Pakiety fiskalne oraz obietnice dalszej stymulacji rynków już dawno odeszły w niepamięć. Apetyt rośnie w miarę jedzenia, w związku z tym nikogo nie powinno dziwić, że inwestorzy w taki sposób zareagowali na nijaki komunikat FED’u.
Światowe banki centralne kopiują politykę, którą prowadzi Rezerwa. Trudno było jednak nie iść jej śladem, podczas największej fali zachorowań. Globalne decyzje w sprawie dalszej obniżki stóp procentowych również wyhamowały. Jedynie Bank Anglii wskazał na negatywne skutki utrzymywania tak niskich stóp procentowych. Na razie żadna inna instytucja szczebla centralnego, odpowiedzialna za politykę monetarną, tak dosadnie nie wskazała na przyszłe problemy, które rodzi środowisko niskich stóp procentowych. Z jednej strony decyzje banków nie są w żaden sposób rozczarowujące. Wręcz przeciwnie, zachowanie neutralności i nawet małego “zapasu” do ewentualnych działań jest racjonalne. Brak zmian w polityce, to również zmiana, ale środowiska gospodarczego. Gdyby Rezerwa Federalna zdecydowała się, na jakikolwiek ruch na stopach procentowych, byłoby to co najmniej niepoważne z racji wydawanych wcześniej oświadczeń. Drugą stroną medalu jest rynek i frustracje inwestorów, jakie będą narastać wraz z czasem neutralności ze strony Powella. Czy rozczarowanie doprowadzi do zmiany sentymentu?
Dolar
Zaraz po ogłoszeniu uśredniania celu inflacyjnego narosło przeświadczenie, że Rezerwa Federalna na wrześniowym posiedzeniu musi “coś” zmienić w swojej polityce. Presja ta szczególnie widoczna była po zachowaniu indeksów, gdy okazało się, że Powell nie powiedział praktycznie nic. FED już jakiś czas temu wykluczył możliwość wprowadzenia ujemnych stóp procentowych. W związku z tym jedyną “elastyczną” alternatywą, która mogłaby rzucić trochę światła na nową politykę pieniężną stał się skup aktywów dłużnych. Rezerwa w tym obszarze nadal prowadzi spore działania.

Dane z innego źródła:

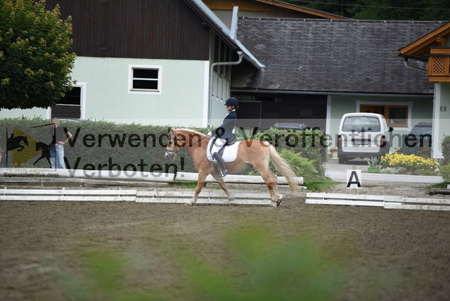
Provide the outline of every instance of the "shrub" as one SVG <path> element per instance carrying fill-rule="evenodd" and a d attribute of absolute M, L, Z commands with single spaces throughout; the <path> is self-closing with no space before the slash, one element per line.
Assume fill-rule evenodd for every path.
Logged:
<path fill-rule="evenodd" d="M 46 159 L 39 160 L 32 150 L 32 141 L 49 143 L 50 127 L 49 120 L 2 119 L 0 120 L 0 146 L 6 149 L 6 139 L 14 132 L 16 136 L 25 134 L 30 146 L 25 148 L 32 157 L 20 165 L 20 167 L 49 167 Z M 167 134 L 169 127 L 142 124 L 118 124 L 105 121 L 66 122 L 60 124 L 67 127 L 73 135 L 72 141 L 65 146 L 68 168 L 73 169 L 141 170 L 155 172 L 193 172 L 191 157 L 181 152 L 174 162 L 164 159 Z M 23 134 L 20 134 L 23 133 Z M 15 150 L 8 153 L 8 166 L 13 167 L 15 156 L 22 155 Z M 41 152 L 39 151 L 39 154 Z M 4 153 L 1 164 L 6 164 L 6 154 Z M 25 160 L 24 160 L 25 161 Z"/>
<path fill-rule="evenodd" d="M 387 154 L 381 158 L 381 167 L 405 167 L 409 172 L 421 169 L 424 174 L 432 174 L 437 167 L 437 162 L 434 159 L 419 157 L 415 155 L 404 155 L 399 153 Z"/>
<path fill-rule="evenodd" d="M 323 165 L 326 160 L 328 139 L 322 131 L 295 131 L 271 127 L 252 138 L 270 143 L 278 152 L 286 149 L 300 153 L 302 157 L 312 161 L 319 174 L 325 174 Z"/>
<path fill-rule="evenodd" d="M 450 136 L 445 135 L 441 142 L 442 147 L 442 156 L 444 160 L 442 165 L 446 165 L 450 164 Z"/>

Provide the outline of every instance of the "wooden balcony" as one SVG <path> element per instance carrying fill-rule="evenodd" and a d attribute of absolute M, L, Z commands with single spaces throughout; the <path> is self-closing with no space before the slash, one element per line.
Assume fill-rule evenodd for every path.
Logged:
<path fill-rule="evenodd" d="M 431 48 L 428 57 L 430 82 L 450 82 L 450 48 Z"/>

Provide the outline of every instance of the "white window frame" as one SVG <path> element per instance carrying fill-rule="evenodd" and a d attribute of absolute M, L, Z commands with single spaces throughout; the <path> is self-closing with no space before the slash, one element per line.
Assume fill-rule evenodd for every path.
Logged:
<path fill-rule="evenodd" d="M 158 89 L 133 89 L 133 70 L 134 69 L 153 69 L 158 70 Z M 161 94 L 161 87 L 162 82 L 162 66 L 155 65 L 128 65 L 128 94 Z"/>

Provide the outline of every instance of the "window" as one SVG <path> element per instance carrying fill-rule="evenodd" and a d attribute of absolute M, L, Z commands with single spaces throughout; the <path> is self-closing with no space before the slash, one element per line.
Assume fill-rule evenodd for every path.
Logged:
<path fill-rule="evenodd" d="M 361 113 L 381 114 L 386 118 L 389 127 L 408 127 L 409 105 L 363 105 L 359 106 Z"/>
<path fill-rule="evenodd" d="M 129 93 L 161 93 L 161 66 L 129 65 Z"/>
<path fill-rule="evenodd" d="M 82 87 L 74 87 L 51 107 L 51 117 L 80 119 L 82 117 Z"/>

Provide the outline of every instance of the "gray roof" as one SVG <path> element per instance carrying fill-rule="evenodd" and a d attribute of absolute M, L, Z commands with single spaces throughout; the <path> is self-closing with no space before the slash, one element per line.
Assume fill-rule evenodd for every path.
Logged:
<path fill-rule="evenodd" d="M 406 68 L 398 49 L 444 23 L 240 18 L 238 39 L 266 68 L 233 88 L 432 94 L 427 75 Z"/>

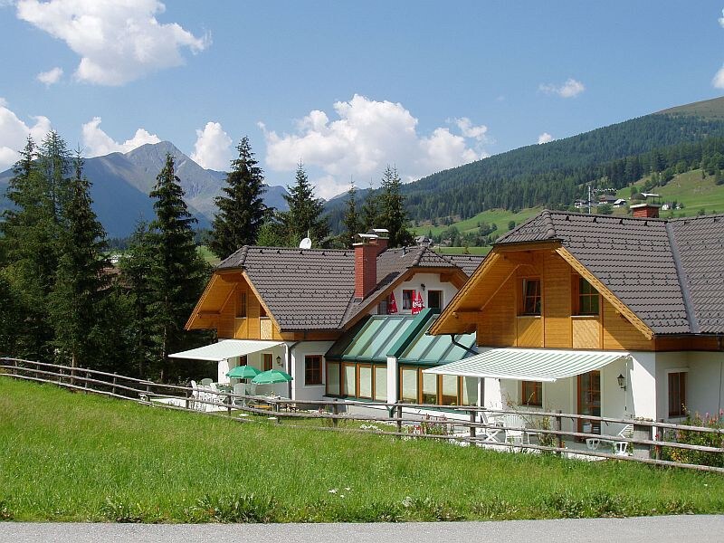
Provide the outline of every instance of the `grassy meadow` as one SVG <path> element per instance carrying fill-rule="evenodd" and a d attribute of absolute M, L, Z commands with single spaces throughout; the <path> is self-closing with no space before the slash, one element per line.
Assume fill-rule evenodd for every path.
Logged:
<path fill-rule="evenodd" d="M 724 512 L 724 478 L 241 424 L 0 377 L 0 519 L 321 522 Z"/>

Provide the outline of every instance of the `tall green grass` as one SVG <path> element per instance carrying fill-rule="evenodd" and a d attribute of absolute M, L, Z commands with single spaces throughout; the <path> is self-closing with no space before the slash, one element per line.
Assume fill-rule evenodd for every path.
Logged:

Ogólny deadline, który założyła sobie Rezerwa Federalna wobec zapowiedzi utrzymywania obecnej polityki to rok 2024. Dlaczego aż 4 lata? Jest to założenie, że do tego czasu koszt pieniądza nie będzie istotny. Do 2024 roku Powell nabierze pewności co do inflacji. Stopy procentowe, po “trwałym” przekroczeniu 2% mają zostać poruszone w górę. Z jednej strony możemy poczuć pewien niesmak wobec działań rezerwy. By stwierdzić trwałą tendencję wzrostową wskaźnika wzrostu cen, konieczne było jego uśrednienie? De facto dodając do niego historyczne notowania (które były niskie) zostały rozwodnione obecne i przyszłe odczyty. Z drugiej natomiast to zrozumiałe, że Rezerwa Federalna założyła w ciągu najbliższych miesięcy znaczny wzrost inflacji, który pociągnąłby za sobą presję podwyżek.
Uśredniona inflacja i niski koszt pieniądza powinny stanowić bardzo dobre środowisko dla inwestorów. Skąd zatem tak alergiczna reakcja na zapowiedzi dotyczące utrzymania sielankowej polityki? Problemem jest to, że Powell tak napompował oczekiwania rynków, iż brak działań (pomimo korzystnego środowiska do dalszych wzrostów) odbierany jest negatywnie. Korekta, która pojawiła się w ubiegłym tygodniu, może być wyłącznie chwilą oddechu w trwającej hossie.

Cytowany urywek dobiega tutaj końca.